Without evidence-wiki	With evidence-wiki
Research in markdown files	Atomic concept pages with inline sources
Findings scattered across `researches/`	Interlinked knowledge graph (`graph.json`)
"I think we decided X"	Every claim has a cited source (triple-pillar)
Hard to see what changed	`/wiki-generate --check` diffs the knowledge base
No verification	`/triple-check` enforces evidence discipline

Key features for long-term research:

Evidence wiki (@dzhechkov/evidence-wiki): atomic concept pages where every factual claim carries inline sources; knowledge graph for cross-referencing; triple-pillar protocol (N independent typed sources per claim)
Reward-calibrated memory (@dzhechkov/memory Reflexion): each checkpoint response trains the system — "ок" = excellent (1.0), feedback = good (0.7), rework = needs_work (0.3)
Agent SDK Dreaming: between sessions, patterns are consolidated and distilled
/harvest (knowledge-extractor skill): extracts reusable patterns from completed research into lib/ templates
SQLite + FTS5 backend: scales to 100k+ records with full-text search across all research sessions

Best for: Product strategy over months, continuous market monitoring, evolving product vision with evidence-backed decisions.

3. Product research + working prototype

Goal: Research the product AND build a functional prototype.

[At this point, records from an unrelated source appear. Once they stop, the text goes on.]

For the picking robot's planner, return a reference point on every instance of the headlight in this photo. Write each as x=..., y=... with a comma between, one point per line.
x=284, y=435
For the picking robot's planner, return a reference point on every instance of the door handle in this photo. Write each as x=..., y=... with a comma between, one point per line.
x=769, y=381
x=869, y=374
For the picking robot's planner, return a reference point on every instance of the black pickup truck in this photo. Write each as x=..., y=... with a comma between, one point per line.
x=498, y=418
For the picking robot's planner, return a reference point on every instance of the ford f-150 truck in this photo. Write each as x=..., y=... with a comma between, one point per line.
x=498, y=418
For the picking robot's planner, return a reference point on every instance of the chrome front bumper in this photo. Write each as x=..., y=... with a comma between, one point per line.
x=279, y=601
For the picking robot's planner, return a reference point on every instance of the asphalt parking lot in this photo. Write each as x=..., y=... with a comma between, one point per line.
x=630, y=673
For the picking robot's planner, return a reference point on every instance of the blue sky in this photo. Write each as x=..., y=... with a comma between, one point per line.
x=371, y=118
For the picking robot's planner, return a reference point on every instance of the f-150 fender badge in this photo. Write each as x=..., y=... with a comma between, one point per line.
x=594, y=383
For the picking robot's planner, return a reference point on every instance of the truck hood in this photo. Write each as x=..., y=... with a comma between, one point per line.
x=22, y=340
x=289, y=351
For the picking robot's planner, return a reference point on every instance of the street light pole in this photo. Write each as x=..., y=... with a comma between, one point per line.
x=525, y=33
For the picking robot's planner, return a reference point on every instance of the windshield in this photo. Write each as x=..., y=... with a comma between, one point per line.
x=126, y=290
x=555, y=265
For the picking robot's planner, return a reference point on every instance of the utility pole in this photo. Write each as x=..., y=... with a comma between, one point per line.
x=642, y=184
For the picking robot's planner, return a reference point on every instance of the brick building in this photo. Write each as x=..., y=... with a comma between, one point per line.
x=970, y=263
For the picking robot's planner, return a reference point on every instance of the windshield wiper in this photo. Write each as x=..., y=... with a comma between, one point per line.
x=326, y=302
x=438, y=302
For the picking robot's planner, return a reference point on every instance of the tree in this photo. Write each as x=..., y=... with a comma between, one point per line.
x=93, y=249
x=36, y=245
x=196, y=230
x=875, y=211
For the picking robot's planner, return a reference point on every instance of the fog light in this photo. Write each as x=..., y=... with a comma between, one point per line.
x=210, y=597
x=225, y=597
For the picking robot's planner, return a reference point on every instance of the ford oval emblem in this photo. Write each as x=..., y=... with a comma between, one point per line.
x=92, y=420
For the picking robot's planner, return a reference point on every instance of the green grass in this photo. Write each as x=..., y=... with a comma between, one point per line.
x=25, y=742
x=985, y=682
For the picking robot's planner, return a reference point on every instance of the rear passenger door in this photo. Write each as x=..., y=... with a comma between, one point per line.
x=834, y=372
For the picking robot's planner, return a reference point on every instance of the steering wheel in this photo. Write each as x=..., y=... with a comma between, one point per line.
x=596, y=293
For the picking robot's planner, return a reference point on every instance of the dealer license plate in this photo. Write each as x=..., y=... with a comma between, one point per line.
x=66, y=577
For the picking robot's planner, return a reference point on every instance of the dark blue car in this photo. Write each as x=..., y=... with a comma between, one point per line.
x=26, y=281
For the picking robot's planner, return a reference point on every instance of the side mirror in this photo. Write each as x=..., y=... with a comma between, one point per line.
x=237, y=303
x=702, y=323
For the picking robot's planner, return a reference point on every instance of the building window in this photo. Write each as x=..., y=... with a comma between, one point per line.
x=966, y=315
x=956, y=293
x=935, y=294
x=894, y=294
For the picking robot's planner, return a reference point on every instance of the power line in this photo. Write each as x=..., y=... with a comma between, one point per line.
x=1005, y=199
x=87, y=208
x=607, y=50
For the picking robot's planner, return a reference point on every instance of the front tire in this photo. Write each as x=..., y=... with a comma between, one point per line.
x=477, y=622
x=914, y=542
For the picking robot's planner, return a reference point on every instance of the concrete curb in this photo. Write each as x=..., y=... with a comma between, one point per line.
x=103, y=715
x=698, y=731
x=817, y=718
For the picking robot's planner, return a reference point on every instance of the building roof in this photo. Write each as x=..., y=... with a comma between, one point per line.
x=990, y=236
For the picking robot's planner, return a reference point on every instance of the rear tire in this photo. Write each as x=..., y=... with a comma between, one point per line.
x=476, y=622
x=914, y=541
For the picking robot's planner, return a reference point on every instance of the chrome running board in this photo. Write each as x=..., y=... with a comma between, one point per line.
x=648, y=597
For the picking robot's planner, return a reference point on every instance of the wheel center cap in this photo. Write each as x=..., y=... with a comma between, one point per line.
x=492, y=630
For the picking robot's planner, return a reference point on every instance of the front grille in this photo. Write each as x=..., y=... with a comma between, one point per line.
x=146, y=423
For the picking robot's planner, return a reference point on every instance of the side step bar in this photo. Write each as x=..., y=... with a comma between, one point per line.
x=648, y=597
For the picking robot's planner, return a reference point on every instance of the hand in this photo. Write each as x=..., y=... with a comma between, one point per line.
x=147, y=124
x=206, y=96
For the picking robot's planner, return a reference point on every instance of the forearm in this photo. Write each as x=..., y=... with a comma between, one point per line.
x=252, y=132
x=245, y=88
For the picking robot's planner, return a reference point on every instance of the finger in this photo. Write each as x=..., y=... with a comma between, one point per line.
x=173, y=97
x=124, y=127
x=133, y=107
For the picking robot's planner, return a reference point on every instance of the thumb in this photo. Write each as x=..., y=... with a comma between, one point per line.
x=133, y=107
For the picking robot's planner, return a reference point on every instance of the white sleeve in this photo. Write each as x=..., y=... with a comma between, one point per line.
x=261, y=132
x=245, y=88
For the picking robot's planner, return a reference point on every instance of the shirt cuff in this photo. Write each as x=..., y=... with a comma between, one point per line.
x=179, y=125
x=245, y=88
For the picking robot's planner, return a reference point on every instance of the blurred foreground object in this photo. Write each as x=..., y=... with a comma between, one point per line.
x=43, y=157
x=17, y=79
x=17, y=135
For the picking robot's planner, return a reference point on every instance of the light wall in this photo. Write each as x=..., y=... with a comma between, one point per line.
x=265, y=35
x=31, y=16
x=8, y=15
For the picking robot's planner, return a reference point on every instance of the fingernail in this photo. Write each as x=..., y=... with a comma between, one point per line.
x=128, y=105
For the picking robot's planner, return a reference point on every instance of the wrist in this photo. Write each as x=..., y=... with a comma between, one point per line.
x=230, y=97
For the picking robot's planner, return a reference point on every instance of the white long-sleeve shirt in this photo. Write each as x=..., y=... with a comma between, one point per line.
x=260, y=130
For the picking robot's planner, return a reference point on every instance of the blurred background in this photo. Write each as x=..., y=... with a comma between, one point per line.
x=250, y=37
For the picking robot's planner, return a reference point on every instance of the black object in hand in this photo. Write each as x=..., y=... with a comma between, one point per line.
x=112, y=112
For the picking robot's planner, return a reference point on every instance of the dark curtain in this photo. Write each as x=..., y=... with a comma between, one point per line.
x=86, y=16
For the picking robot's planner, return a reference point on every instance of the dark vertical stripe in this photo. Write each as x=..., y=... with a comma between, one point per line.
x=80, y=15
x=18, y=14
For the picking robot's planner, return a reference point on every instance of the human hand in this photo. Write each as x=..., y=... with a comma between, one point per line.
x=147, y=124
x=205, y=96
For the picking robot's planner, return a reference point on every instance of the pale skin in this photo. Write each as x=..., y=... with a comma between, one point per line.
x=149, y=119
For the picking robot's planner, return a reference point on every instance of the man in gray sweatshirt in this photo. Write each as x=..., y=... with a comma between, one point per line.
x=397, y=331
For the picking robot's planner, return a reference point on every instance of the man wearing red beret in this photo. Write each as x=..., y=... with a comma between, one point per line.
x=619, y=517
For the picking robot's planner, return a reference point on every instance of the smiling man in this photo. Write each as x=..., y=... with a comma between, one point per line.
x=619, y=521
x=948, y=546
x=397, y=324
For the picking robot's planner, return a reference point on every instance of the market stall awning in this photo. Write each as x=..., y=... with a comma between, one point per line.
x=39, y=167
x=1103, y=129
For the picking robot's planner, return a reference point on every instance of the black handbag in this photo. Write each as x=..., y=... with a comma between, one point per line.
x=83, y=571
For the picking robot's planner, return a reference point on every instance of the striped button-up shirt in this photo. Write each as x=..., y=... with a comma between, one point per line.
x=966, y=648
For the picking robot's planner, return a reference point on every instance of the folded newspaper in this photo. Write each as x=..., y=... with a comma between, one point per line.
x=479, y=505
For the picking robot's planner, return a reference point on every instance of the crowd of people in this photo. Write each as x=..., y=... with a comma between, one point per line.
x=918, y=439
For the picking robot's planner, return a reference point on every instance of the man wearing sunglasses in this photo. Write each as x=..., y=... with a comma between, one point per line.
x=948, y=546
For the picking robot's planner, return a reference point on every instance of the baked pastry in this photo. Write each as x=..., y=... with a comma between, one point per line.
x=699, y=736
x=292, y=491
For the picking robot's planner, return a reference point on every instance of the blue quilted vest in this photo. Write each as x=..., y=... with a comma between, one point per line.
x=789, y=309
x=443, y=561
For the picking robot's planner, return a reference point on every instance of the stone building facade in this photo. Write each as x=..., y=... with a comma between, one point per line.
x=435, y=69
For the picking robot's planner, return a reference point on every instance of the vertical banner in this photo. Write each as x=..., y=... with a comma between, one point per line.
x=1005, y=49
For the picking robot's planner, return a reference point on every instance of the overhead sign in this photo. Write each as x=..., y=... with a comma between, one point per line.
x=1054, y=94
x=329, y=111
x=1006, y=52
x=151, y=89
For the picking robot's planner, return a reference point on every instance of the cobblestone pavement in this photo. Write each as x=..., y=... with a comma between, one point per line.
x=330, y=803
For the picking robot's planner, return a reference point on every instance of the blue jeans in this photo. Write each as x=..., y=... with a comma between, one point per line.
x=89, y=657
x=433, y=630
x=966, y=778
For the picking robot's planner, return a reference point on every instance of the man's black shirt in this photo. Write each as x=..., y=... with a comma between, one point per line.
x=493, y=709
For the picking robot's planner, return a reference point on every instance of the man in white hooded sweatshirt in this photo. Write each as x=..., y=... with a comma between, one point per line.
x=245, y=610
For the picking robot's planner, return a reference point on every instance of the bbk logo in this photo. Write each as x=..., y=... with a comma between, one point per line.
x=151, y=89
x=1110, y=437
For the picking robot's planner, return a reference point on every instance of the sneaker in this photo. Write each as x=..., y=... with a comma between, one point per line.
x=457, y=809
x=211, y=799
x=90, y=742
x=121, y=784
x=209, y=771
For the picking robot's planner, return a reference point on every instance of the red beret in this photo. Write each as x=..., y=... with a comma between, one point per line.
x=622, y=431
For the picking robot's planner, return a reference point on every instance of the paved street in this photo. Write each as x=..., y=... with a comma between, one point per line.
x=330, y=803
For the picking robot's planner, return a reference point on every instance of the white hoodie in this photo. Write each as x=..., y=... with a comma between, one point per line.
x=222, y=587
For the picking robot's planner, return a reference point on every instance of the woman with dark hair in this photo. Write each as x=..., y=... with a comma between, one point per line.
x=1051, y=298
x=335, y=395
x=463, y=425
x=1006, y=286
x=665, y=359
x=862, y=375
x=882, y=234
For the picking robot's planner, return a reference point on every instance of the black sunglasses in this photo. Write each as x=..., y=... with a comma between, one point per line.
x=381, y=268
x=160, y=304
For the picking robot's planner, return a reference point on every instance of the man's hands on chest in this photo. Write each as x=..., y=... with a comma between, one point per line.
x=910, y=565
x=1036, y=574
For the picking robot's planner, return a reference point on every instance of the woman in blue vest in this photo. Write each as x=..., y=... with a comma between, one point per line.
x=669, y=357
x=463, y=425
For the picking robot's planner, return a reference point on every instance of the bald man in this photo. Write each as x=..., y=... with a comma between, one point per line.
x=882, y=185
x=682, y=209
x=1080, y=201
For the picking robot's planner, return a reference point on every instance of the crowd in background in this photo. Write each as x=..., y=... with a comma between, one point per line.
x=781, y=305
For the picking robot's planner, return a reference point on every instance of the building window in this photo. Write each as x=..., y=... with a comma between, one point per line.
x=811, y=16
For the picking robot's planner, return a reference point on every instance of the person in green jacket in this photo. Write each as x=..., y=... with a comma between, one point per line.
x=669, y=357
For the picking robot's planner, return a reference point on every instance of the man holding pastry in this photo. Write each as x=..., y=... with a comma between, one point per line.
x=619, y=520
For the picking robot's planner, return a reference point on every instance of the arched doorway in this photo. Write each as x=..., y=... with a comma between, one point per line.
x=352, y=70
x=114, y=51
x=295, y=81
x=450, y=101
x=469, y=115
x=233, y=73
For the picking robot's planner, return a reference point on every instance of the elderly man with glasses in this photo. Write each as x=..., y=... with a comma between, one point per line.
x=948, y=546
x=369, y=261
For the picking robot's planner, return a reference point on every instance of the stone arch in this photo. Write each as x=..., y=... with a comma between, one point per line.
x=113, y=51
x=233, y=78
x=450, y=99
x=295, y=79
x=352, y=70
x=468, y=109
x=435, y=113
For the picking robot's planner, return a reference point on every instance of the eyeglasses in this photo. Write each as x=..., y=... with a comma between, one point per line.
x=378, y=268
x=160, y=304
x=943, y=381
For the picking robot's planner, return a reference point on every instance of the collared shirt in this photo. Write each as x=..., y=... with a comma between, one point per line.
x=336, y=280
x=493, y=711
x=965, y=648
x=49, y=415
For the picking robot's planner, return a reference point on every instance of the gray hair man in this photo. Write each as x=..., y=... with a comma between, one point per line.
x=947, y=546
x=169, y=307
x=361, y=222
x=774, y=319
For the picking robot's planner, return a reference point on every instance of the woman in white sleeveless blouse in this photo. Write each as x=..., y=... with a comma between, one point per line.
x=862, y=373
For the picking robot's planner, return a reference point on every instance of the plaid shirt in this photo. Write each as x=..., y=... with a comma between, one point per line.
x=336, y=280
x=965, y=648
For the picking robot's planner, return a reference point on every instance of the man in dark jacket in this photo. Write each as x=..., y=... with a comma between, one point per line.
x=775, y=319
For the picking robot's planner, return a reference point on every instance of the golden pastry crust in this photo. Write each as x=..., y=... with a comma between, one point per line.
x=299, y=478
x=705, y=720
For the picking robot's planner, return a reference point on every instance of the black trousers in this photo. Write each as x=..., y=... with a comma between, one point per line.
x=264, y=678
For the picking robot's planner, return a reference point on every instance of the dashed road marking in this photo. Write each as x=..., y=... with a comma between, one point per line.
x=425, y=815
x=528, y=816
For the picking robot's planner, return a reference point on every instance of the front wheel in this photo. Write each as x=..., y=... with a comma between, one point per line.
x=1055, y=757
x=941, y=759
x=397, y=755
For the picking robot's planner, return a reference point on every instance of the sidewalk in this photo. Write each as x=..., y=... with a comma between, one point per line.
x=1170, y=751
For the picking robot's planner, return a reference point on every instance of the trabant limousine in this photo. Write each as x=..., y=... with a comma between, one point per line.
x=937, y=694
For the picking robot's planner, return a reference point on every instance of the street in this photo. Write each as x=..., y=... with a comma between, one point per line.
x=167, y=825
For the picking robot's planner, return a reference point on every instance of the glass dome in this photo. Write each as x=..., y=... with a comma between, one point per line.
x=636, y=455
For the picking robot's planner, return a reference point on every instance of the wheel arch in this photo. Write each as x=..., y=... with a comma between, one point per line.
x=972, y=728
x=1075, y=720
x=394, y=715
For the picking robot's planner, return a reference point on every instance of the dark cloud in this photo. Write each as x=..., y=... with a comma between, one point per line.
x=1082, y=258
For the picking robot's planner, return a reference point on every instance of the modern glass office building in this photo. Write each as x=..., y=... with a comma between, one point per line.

Option A: Sequential — research first, then code

# Step 1: Install research + development presets
npx @dzhechkov/keysarium init
# OR:
dz init --target claude-code --preset keysarium

# Step 2: Research phase
#   /casarium "SaaS platform for team retrospectives"
#   → Phase 0-2: Discovery, Exploration, Paranoid Research
#   → Phase 3: Solution Design (with CJM prototype)
#   → Result: researches/<slug>/ with full analysis

# Step 3: Switch to development
dz init --target claude-code --preset feature-adr

# Step 4: Build using research outputs
#   /feature-adr "Build the retrospective platform based on research in researches/<slug>/"
#   → Step 0: Router classifies as L/XL
#   → Step 1-5: Requirements, ADRs, DDD, Architecture (informed by research)
#   → Step 6: Implementation plan
#   → Step 7: Code generation (with /frontend-design for UI)
#   → Step 8-9: QE review + fleet assessment

What you get: Research artifacts in researches/, then code in features/<slug>/ + actual repository changes. Research directly feeds into ADR decisions.

Option B: Parallel — research and code simultaneously with p-replicator

# Install the full product development toolkit
npx @dzhechkov/p-replicator init

# Single pipeline: research → requirements → prototype
#   /replicate "SaaS platform for team retrospectives"
#   → Reverse-engineers similar products (reverse-engineering-unicorn)
#   → Generates SPARC PRD (sparc-prd-mini)
#   → Validates requirements (requirements-validator)
#   → Creates the project structure (pipeline-forge)
#   → Builds the prototype (cc-toolkit-generator-enhanced)
#   → Reviews with brutal honesty (brutal-honesty-review)

What you get: A working prototype generated from research in a single /replicate pipeline run. Faster but less deep than Option A.

Comparison

Aspect	Option A (Sequential)	Option B (p-replicator)
Research depth	Deep (7-phase keysarium)	Moderate (reverse-engineering)
Code quality	High (11-step feature-adr + QE)	Good (pipeline-forge + review)
Time	Days to weeks	Hours to days
Best for	Complex products, regulated domains	MVPs, hackathons, quick validation
Packages	`keysarium` + `feature-adr` preset	`p-replicator`
Research artifacts	`researches/` directory	Embedded in PRD
Code artifacts	`features/<slug>/` + repo changes	Generated project

Tip: For maximum rigor, combine both — use p-replicator for a quick prototype, then run /feature-adr --full-qe-extended on the generated code for production-grade quality engineering.

Status

v0.2.1 — published on npm. Part of DZ Harness Hub.